死刑について 第1回

 

1. 全面的に廃止した国 84ヶ国
(法律上、いかなる犯罪に対しても死刑を規定していない国) 
オーストラリア、オーストリア、ベルギー、ブルガリア、カンボジア、カナダ、コロンビア、クロアチア、デンマーク、ドミニカ共和国、東チモール、エクアドル、フィンランド、フランス、ドイツ、ギリシャ、ハイチ、ハンガリー、アイルランド、イタリア、マケドニア(旧ユーゴスラビア)、モナコ、ナミビア、オランダ、ニュージーランド、ノルウェー、パナマ、パラグアイ、ポーランド、ポルトガル、ルーマニア、セネガル、南アフリカ、スペイン、スウェーデン、スイス、トルコ、ウクライナ、英国、ウルグアイ、バチカン市国、ベネズエラ 等

2. 通常犯罪のみ廃止した国 12ヵ国
(軍法下の犯罪や特異な状況における犯罪のような例外的な犯罪にのみ、法律で死刑を規定している国) 
アルゼンチン、ブラジル、チリ、フィジー、イスラエル、メキシコ、ペルー 等

3. 事実上の廃止国 24ヵ国
(殺人のような通常の犯罪に対して死刑制度を存置しているが、過去10年間に執行がなされておらず、死刑執行をしない政策または確立した慣例を持っていると思われる国。死刑を適用しないという条項のある国際規約等を批准している国も含まれる。)
アルジェリア、中央アフリカ共和国、コンゴ共和国、ケニア、モルディブ、モロッコ、ビルマ(ミャンマー)、ロシア、チュニジア 等

4. 存置国 76ヵ国
(通常の犯罪に対して死刑を存置している国)
アフガニスタン、バーレーン、カメルーン、中国、キューバ、ドミニカ、エジプト、赤道ギニア、エチオピア、ガーナ、ギニア、インド、インドネシア、イラン、イラク、ジャマイカ、日本、朝鮮民主主義人民共和国、大韓民国、マレーシア、モンゴル、ナイジェリア、パキスタン、フィリピン、カタール、サウジアラビア、シンガポール、台湾、タイ、アラブ首長国連邦、米国、ウズベキスタン、ベトナム、等

13の死刑廃止国の地域別内訳

アジア26% アフリカ47% ヨーロッパ72% 旧ソ連60% 北アメリカ43% 南アメリカ83% 

オセアニア92%

死刑存置国の宗教別内訳

イスラム教39% 仏教15% キリスト教12% その他34%

 

2004年中に、25カ国において少なくとも3,797人が処刑され、64カ国において少なくとも7,395人が死刑の判決を受けた。これらの数字はアムネスティ・インターナショナルに知らされた事例のみであり、実際の数字は確実にこれを上回る。
 2004年においては、判明しているすべての執行の97%が、中国、イラン、ベトナム、米国で行なわれた。その年の終わりにアムネスティ・インターナショナルが入手した限られた不十分な記録によると、中国では少なくとも3,400人が処刑されたが、実際の数字はこれをはるかに上回ると考えられる。20043月、全国人民代表大会の代表者の一人は、中国は毎年1万人近くの人々を処刑していると述べた。イランは少なくとも159人、ベトナムは少なくとも64人を処刑した。米国では59件の執行があった。

 

死刑制度は殺人の抑止力になるか

 現在の世界各国の殺人発生率を統計上見ても、インターポール(国際刑事警察機構)の統計に見ると、死刑存置国の殺人発生率は、10万人につき7.6であるのに比べて、死刑廃止国の殺人発生率は、4.65人である。死刑が殺人犯罪の抑止力になっているとは言えない。

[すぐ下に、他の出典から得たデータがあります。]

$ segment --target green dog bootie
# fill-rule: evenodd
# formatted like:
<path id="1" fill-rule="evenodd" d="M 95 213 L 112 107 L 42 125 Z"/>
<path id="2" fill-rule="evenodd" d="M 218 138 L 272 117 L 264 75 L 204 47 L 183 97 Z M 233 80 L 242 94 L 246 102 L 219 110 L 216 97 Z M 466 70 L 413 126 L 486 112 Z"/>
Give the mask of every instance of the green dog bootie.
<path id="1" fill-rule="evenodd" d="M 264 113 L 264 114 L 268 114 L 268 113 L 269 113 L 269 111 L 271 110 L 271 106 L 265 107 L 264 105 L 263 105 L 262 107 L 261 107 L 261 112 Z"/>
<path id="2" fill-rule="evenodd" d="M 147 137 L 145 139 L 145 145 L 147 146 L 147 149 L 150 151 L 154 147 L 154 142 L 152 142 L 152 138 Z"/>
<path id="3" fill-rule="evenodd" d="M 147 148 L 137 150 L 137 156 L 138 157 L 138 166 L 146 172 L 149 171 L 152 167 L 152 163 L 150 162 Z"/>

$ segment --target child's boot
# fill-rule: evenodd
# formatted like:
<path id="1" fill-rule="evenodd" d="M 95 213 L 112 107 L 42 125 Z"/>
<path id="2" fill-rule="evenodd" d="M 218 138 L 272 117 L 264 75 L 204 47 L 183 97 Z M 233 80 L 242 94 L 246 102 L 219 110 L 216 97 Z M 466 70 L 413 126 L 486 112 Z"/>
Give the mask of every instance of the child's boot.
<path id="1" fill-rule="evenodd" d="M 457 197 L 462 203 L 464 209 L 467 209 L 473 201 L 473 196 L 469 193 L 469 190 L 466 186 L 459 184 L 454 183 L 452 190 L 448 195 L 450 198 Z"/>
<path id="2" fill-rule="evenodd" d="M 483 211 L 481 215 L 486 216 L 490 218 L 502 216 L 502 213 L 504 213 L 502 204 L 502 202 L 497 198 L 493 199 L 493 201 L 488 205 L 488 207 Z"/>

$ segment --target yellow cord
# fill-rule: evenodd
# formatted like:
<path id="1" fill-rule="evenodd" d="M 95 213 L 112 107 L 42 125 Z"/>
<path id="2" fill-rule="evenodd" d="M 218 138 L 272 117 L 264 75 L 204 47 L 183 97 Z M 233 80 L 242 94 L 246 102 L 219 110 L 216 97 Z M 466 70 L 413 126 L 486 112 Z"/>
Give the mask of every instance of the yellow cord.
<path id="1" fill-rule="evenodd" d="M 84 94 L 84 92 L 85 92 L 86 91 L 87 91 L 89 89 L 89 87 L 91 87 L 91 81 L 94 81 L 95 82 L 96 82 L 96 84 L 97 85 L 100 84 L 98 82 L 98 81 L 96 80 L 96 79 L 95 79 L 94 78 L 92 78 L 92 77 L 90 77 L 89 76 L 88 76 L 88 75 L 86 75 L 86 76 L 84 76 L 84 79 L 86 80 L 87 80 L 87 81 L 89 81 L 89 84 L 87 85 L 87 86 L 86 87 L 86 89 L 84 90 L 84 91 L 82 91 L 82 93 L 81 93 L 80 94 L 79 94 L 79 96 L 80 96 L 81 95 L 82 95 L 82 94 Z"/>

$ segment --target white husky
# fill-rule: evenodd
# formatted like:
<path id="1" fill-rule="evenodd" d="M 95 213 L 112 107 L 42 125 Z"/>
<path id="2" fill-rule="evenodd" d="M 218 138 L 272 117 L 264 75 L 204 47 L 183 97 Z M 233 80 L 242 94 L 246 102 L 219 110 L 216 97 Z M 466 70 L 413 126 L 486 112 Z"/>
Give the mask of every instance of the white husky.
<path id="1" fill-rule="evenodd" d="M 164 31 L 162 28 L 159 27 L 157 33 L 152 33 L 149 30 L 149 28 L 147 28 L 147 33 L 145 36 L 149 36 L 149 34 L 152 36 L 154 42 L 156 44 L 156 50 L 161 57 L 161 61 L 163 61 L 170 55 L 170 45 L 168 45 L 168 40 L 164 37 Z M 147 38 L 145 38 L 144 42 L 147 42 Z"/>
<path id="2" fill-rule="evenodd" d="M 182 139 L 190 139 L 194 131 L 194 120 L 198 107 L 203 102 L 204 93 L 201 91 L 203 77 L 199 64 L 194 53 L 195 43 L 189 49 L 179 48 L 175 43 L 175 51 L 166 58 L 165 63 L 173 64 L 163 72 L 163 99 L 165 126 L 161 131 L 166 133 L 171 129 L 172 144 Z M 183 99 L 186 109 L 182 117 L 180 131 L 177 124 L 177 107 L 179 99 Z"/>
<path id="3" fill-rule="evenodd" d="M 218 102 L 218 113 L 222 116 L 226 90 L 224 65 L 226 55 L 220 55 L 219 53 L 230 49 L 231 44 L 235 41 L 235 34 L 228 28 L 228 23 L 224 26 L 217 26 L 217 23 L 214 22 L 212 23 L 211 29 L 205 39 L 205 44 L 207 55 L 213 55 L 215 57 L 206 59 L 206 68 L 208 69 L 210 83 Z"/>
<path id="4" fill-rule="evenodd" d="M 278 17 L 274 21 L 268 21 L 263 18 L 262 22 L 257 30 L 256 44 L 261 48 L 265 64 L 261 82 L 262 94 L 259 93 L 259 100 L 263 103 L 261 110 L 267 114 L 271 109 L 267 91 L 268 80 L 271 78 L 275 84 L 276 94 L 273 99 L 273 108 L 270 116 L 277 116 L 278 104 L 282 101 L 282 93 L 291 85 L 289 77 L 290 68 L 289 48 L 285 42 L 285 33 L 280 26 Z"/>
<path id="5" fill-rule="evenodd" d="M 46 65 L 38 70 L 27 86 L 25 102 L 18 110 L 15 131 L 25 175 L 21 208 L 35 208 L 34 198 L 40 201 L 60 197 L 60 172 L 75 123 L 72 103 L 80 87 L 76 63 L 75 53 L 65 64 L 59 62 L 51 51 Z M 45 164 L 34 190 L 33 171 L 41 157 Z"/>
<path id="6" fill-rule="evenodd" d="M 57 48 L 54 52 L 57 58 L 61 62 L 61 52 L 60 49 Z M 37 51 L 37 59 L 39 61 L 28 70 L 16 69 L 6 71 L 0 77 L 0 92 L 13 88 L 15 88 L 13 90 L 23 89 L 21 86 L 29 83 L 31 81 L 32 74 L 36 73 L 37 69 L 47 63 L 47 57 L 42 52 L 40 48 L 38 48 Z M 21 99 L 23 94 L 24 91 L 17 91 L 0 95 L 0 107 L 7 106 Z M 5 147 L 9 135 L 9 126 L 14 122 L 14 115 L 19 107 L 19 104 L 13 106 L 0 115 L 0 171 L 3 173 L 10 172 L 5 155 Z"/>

 威嚇の力としての死刑という考えもあるだろうが、その力が及ぶのはもっぱら犯罪には向かない小心の人達だけであって、凶悪犯罪へ向うような人達にはその効果は無いのではないか。アメリカと中国では過去に死刑執行をテレビで放映したことがあるが、それらの国で犯罪が減少したということは聞いたことが無い。